AI could create music that can manipulate your emotions – and voting choices

AI can churn out tunes that mimic our best songwriters. But will any of these new tracks ever really resonate with us?

Photo credit: Dave Benett/Getty Images for Huawei UK

Published: August 20, 2023 at 6:00 am

You might not think that an artificial intelligence, or AI, capable of making music would signal the end of free will, but others think differently. Particularly those who gathered at Mexico City’s El Cantoral symphony hall in 2019 for the Latin American premiere of Schubert’s Unfinished Symphony, Finished With AI.

I sat between my father and a Chilean movie star as the conductor led the orchestra in a performance of the symphony that I had written... Well, that I had sort of written.

Before he died in 1828, Franz Schubert wrote half of the movements needed for a symphony and then abandoned the work. Over 190 years later, I ‘finished’ the symphony using melodies generated by an AI.

It was simple really. We trained an AI using Schubert’s melodies and gave it the task of generating new melodies that sounded like the training data. Then I wove them together with some original ideas and an orchestra brought the result to life in that Mexican symphony hall.

As the orchestra finished Schubert’s original work and began the music the AI and I had written, I could feel the crowd’s energy shift from astonishment to indignation and fear. They seemed afraid that an AI might be able to make emotional symphonic music.

You can see their point: an AI that makes emotional music could affect the emotional lives of thousands or even millions of people in a small, but profound way; just like a human musician does.

A dangerous precedent

It’s hard to understate the possible impact. If the demagogues of the 20th century have taught us anything, it’s that a person who can manipulate people’s emotions on a massive scale can compel them to commit unspeakable atrocities.

Imagine that power deployed at scale with the mechanical precision of AI, not just manipulating emotions with music.

All that considered, I understood the icy reception.

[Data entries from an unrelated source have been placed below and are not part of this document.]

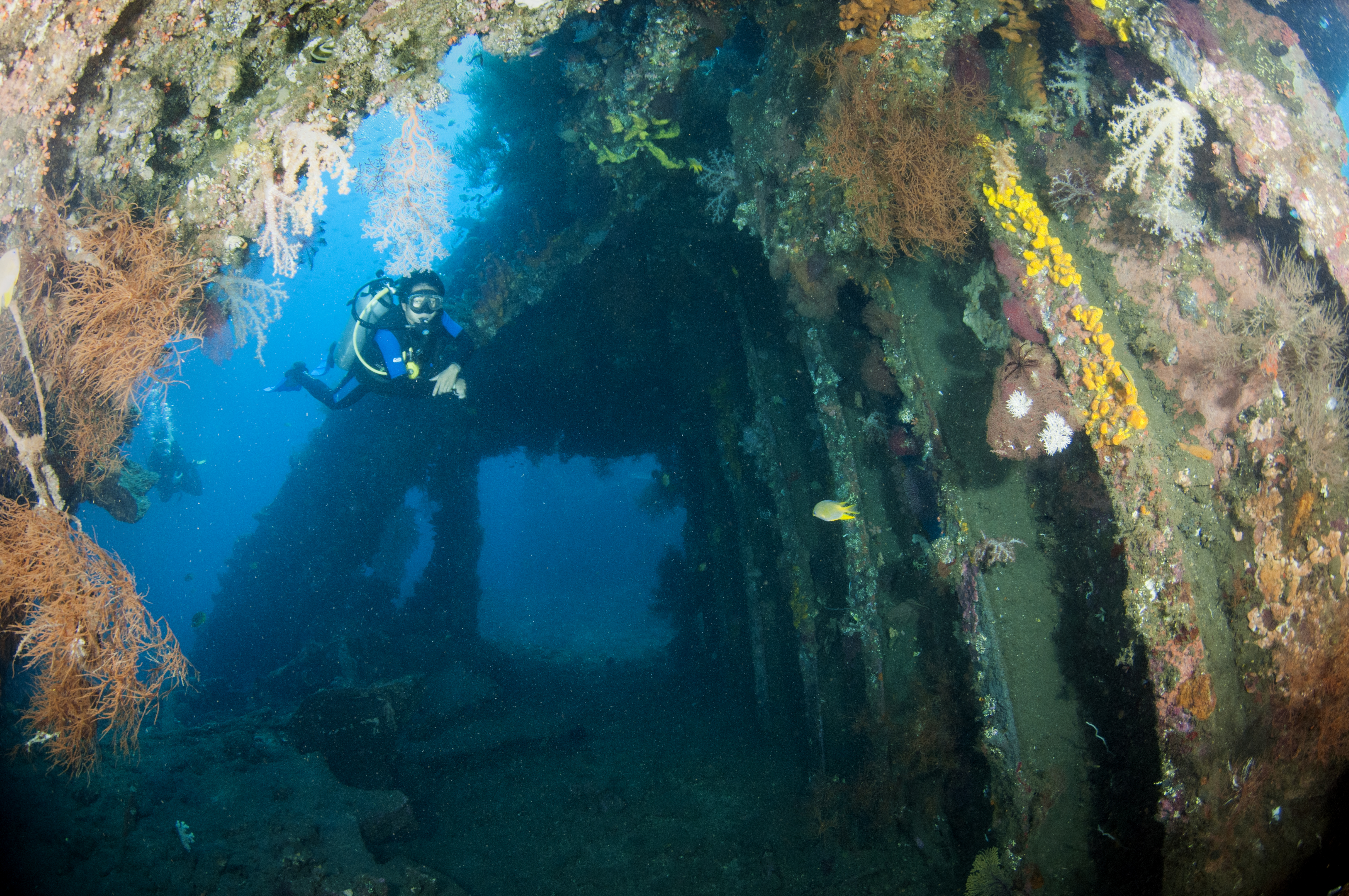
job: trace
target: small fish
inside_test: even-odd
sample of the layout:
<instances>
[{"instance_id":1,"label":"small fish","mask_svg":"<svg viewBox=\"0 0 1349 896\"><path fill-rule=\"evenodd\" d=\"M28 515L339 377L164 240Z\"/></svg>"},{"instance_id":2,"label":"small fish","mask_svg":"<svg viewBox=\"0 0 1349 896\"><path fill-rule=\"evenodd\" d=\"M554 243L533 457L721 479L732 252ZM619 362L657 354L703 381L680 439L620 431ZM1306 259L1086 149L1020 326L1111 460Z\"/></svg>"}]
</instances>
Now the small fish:
<instances>
[{"instance_id":1,"label":"small fish","mask_svg":"<svg viewBox=\"0 0 1349 896\"><path fill-rule=\"evenodd\" d=\"M0 310L9 308L13 289L19 285L19 252L9 250L0 256Z\"/></svg>"},{"instance_id":2,"label":"small fish","mask_svg":"<svg viewBox=\"0 0 1349 896\"><path fill-rule=\"evenodd\" d=\"M811 511L812 515L819 517L824 522L838 522L839 520L855 520L853 510L855 505L840 505L838 501L822 501L815 505L815 510Z\"/></svg>"},{"instance_id":3,"label":"small fish","mask_svg":"<svg viewBox=\"0 0 1349 896\"><path fill-rule=\"evenodd\" d=\"M310 62L317 62L318 65L332 59L336 51L337 42L332 38L314 38L305 45L305 55L309 57Z\"/></svg>"}]
</instances>

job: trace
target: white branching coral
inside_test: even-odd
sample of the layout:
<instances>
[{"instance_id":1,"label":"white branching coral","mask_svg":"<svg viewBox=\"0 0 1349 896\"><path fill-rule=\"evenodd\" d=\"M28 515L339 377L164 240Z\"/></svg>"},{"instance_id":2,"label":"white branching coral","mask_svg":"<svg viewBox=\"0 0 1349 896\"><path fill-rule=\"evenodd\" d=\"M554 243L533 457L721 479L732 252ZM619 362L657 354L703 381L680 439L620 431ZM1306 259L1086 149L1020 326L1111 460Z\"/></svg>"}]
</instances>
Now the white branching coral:
<instances>
[{"instance_id":1,"label":"white branching coral","mask_svg":"<svg viewBox=\"0 0 1349 896\"><path fill-rule=\"evenodd\" d=\"M1035 401L1027 395L1025 391L1017 389L1014 393L1008 395L1008 413L1017 420L1021 420L1031 413L1031 405Z\"/></svg>"},{"instance_id":2,"label":"white branching coral","mask_svg":"<svg viewBox=\"0 0 1349 896\"><path fill-rule=\"evenodd\" d=\"M1044 86L1059 94L1068 115L1085 119L1091 113L1091 73L1087 72L1087 58L1085 55L1063 55L1054 67L1062 78L1045 81Z\"/></svg>"},{"instance_id":3,"label":"white branching coral","mask_svg":"<svg viewBox=\"0 0 1349 896\"><path fill-rule=\"evenodd\" d=\"M735 157L722 150L708 152L707 162L697 174L697 185L712 194L703 208L720 224L735 202L735 188L741 185L741 177L735 173Z\"/></svg>"},{"instance_id":4,"label":"white branching coral","mask_svg":"<svg viewBox=\"0 0 1349 896\"><path fill-rule=\"evenodd\" d=\"M402 135L384 147L384 158L366 184L370 217L360 223L362 235L375 240L376 252L394 247L384 267L390 277L430 270L449 255L449 154L436 146L413 107Z\"/></svg>"},{"instance_id":5,"label":"white branching coral","mask_svg":"<svg viewBox=\"0 0 1349 896\"><path fill-rule=\"evenodd\" d=\"M1040 444L1044 445L1044 453L1047 455L1056 455L1072 444L1072 426L1068 426L1068 421L1063 418L1063 414L1051 410L1044 416Z\"/></svg>"},{"instance_id":6,"label":"white branching coral","mask_svg":"<svg viewBox=\"0 0 1349 896\"><path fill-rule=\"evenodd\" d=\"M1178 97L1170 78L1167 81L1153 84L1156 90L1144 90L1135 84L1137 97L1114 107L1117 117L1110 121L1110 136L1120 142L1121 152L1110 163L1105 186L1118 190L1128 184L1141 194L1156 157L1161 181L1153 188L1155 198L1159 204L1174 206L1190 182L1190 148L1203 140L1203 124L1199 123L1199 112Z\"/></svg>"},{"instance_id":7,"label":"white branching coral","mask_svg":"<svg viewBox=\"0 0 1349 896\"><path fill-rule=\"evenodd\" d=\"M343 144L331 134L312 124L291 123L281 132L281 178L270 161L262 165L260 196L263 228L258 235L258 254L270 255L272 270L294 277L299 269L301 242L290 242L290 233L313 236L314 216L328 208L324 197L328 186L324 174L337 181L339 193L351 192L356 169ZM247 158L241 155L240 159ZM299 173L305 173L305 186L299 189Z\"/></svg>"},{"instance_id":8,"label":"white branching coral","mask_svg":"<svg viewBox=\"0 0 1349 896\"><path fill-rule=\"evenodd\" d=\"M262 363L267 327L281 317L281 304L286 301L286 290L277 281L263 283L237 274L220 274L210 282L220 290L217 300L233 324L235 345L243 348L250 337L256 337L258 362Z\"/></svg>"}]
</instances>

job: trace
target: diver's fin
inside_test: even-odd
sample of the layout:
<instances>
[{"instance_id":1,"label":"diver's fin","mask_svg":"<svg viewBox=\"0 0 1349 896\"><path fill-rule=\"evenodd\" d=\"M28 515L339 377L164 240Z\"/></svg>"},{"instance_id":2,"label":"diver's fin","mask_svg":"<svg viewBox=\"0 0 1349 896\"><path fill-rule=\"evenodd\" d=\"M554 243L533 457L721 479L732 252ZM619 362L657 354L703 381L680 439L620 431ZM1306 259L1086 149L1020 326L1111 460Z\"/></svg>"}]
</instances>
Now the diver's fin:
<instances>
[{"instance_id":1,"label":"diver's fin","mask_svg":"<svg viewBox=\"0 0 1349 896\"><path fill-rule=\"evenodd\" d=\"M305 362L297 360L294 364L290 366L290 370L286 371L285 379L282 379L275 386L263 386L262 390L263 391L299 391L299 376L297 374L304 374L304 372L306 372L305 371Z\"/></svg>"}]
</instances>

But then something strange happened. The atmosphere in the room slowly changed.

By the Symphony’s finale, the audience’s mood had turned from indignation to wonder. They hung on every cadence and I felt their surprise at every false ending, until they were left breathless as the final chord decayed into silence.

Positive and negative, people reacted very strongly to AI’s symphonic debut. The main reason, I think, is that even though most people don’t believe that AI can create something enjoyable, they, at least partly, did enjoy the Unfinished Symphony.

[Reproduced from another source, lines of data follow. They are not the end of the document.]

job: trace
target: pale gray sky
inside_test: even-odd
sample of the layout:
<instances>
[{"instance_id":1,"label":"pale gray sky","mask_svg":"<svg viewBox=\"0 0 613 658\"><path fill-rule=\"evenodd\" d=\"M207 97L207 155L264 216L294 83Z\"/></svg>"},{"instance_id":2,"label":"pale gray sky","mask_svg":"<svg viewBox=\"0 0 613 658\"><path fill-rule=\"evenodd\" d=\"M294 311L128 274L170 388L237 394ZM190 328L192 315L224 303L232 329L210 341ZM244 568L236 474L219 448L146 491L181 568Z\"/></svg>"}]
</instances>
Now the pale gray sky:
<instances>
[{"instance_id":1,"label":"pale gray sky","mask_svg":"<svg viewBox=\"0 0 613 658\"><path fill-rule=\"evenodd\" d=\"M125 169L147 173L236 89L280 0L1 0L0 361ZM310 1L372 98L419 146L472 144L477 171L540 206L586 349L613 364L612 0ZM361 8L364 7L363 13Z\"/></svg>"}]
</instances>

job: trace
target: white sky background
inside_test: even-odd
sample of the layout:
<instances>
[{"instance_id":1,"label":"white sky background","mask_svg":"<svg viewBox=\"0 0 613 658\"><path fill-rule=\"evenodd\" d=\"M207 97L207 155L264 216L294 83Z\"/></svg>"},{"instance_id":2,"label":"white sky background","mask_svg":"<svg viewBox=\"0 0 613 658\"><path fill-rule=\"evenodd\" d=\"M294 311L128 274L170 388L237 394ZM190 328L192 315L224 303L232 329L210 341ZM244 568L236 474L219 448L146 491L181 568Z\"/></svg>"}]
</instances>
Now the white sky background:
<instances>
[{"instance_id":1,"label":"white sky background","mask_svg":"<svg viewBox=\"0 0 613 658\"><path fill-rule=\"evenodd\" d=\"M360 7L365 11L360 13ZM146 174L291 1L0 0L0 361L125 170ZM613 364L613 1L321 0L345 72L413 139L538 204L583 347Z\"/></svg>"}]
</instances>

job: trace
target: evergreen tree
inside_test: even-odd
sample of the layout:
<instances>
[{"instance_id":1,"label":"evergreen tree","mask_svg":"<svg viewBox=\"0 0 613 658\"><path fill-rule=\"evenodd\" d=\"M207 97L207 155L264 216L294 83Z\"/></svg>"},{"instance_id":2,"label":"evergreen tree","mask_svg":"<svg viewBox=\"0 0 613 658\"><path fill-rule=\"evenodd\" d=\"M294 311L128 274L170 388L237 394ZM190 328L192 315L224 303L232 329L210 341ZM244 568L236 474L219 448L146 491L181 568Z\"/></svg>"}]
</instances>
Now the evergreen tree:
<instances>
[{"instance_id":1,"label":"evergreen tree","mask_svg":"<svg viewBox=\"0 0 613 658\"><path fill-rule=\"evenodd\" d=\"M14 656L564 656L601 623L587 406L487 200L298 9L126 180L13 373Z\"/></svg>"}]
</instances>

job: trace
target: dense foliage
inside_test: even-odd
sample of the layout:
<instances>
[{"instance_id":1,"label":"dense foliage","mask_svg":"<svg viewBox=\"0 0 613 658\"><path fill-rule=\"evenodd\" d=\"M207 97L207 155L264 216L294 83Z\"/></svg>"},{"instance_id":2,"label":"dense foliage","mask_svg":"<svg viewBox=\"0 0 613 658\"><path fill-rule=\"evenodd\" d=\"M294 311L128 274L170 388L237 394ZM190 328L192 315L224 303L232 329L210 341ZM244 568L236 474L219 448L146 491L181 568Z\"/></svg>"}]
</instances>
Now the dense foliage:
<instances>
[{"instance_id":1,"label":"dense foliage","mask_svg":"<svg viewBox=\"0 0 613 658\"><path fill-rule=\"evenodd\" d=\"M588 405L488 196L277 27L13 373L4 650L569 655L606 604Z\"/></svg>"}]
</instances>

Enjoyment in music implies that there’s something in the music that the listener connects to, a perception of shared emotion. But, in the case of AI music, an emotion shared with who?

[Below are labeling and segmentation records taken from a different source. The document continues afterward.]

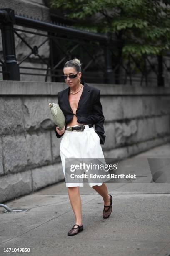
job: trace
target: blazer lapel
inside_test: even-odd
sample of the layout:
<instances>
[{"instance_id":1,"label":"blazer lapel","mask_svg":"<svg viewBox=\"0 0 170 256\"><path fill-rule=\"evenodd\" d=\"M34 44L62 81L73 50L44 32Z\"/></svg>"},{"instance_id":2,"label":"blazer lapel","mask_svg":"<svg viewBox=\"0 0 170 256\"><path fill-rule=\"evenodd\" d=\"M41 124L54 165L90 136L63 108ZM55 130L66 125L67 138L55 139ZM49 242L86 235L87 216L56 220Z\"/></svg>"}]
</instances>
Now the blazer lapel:
<instances>
[{"instance_id":1,"label":"blazer lapel","mask_svg":"<svg viewBox=\"0 0 170 256\"><path fill-rule=\"evenodd\" d=\"M85 82L82 82L82 84L84 85L83 89L82 90L82 93L81 94L80 97L78 102L78 108L77 110L80 108L80 106L83 103L87 98L89 96L90 92L90 87L85 83ZM69 101L68 100L68 95L70 92L70 87L68 87L67 90L65 91L65 94L64 95L64 98L65 100L65 104L68 107L70 110L71 112L73 113L72 109L71 108L71 106L70 104Z\"/></svg>"}]
</instances>

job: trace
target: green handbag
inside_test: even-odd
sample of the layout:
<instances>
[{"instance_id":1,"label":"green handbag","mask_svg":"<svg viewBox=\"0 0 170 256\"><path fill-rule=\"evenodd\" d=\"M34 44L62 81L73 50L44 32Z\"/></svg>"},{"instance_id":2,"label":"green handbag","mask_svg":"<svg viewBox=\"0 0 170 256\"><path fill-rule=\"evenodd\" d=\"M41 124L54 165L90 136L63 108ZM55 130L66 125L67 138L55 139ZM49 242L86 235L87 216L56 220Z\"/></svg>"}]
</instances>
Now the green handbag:
<instances>
[{"instance_id":1,"label":"green handbag","mask_svg":"<svg viewBox=\"0 0 170 256\"><path fill-rule=\"evenodd\" d=\"M49 103L51 113L54 123L59 127L60 130L62 130L65 125L65 118L61 109L57 103Z\"/></svg>"}]
</instances>

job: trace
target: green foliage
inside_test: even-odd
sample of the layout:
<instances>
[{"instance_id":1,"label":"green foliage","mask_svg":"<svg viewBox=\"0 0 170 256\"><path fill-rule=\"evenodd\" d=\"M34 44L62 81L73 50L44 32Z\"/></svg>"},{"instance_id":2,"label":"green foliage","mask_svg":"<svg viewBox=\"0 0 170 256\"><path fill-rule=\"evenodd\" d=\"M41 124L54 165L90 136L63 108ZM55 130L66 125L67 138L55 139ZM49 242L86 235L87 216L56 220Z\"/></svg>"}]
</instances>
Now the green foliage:
<instances>
[{"instance_id":1,"label":"green foliage","mask_svg":"<svg viewBox=\"0 0 170 256\"><path fill-rule=\"evenodd\" d=\"M124 40L125 56L170 50L170 0L51 0L50 5L78 20L77 27Z\"/></svg>"}]
</instances>

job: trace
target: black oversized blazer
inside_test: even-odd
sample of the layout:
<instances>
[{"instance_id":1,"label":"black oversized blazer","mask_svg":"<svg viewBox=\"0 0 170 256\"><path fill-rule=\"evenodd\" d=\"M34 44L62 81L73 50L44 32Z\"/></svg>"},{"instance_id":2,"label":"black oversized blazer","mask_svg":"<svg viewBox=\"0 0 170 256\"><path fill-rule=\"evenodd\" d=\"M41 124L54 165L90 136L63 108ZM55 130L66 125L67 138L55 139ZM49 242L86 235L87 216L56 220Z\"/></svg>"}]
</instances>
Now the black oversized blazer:
<instances>
[{"instance_id":1,"label":"black oversized blazer","mask_svg":"<svg viewBox=\"0 0 170 256\"><path fill-rule=\"evenodd\" d=\"M82 92L78 102L76 112L78 123L95 124L95 132L99 136L100 144L104 144L105 140L103 126L105 118L102 114L102 106L100 101L100 90L88 85L84 82L81 82L84 85ZM72 119L74 114L68 100L70 87L58 92L58 105L65 117L66 125ZM60 135L54 128L57 138L60 138L64 134Z\"/></svg>"}]
</instances>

AI, as of yet, has no emotions. So what is the meaning of music made without an emotional composer? The unsatisfying answer is that music has no objective meaning. A composer can decide how a piece of music sounds, but it’s the listener that decides what it means.

Meaning in the age of AI music

Here’s where things get really interesting. The meaning we assign to music depends on its context – how the piece connects to other elements in our lives.

Without context, music is like the results of a game whose rules have been lost: an obviously intentional creation, but with no apparent utility. No matter how it’s created, music doesn’t exist in a vacuum to the listener.

As it continues to evolve, AI music will develop its own context and within that context, it could be as emotional as any style of music.

Certainly, it’ll be different from human-made music. Its rules will be different. It’ll mix existing genres to create new ones; it’ll combine instruments that we wouldn’t think of combining. Some people may even come to prefer it to human-made music.

If you believe that symphonic music made by 18th-century humans has inherent emotional value then keep in mind that you’ve heard Western music for your entire life. The context for this music is part of who you are. It’s part of society. It’s emotional to you because you have the context to appreciate it.

Considering this, it’s strange that I’m now always asked the same question after a performance of the Unfinished Symphony: “Who put the emotion in that music: you, the composer, or the AI?”

The English Session Orchestra perform the reveal of Huawei, Unfinished Symphony in London, finished by AI which raises questions about free will
The English Session Orchestra perform Schubert’s Unfinished Symphony, Finished With AI at Cadogan Hall in London - Photo credit: Dave Benett/Getty Images for Huawei UK

Answer: it’s you, the listener, that creates the emotion – it’s the connections you draw from your life to the music.

That’s not the question they really want to ask, though. There’s a deeper question that most people are too afraid to ask right now: “Are my emotions so simple that they can be manipulated by a machine?”

In my experience, this could be possible one day. If a modestly capable music AI in 2019 could stir up indignation, fear and even a little wonder in an audience in Mexico City, maybe AI can have a more potent effect on our emotional lives than we’d like to admit.

And if AI really could manipulate our emotions even slightly, it may be able to do so in ways so subtle that it could cause us to believe that any ideas were our own.

An AI that could manipulate our emotions could rob us of our free will without us realising it. It may even be happening already.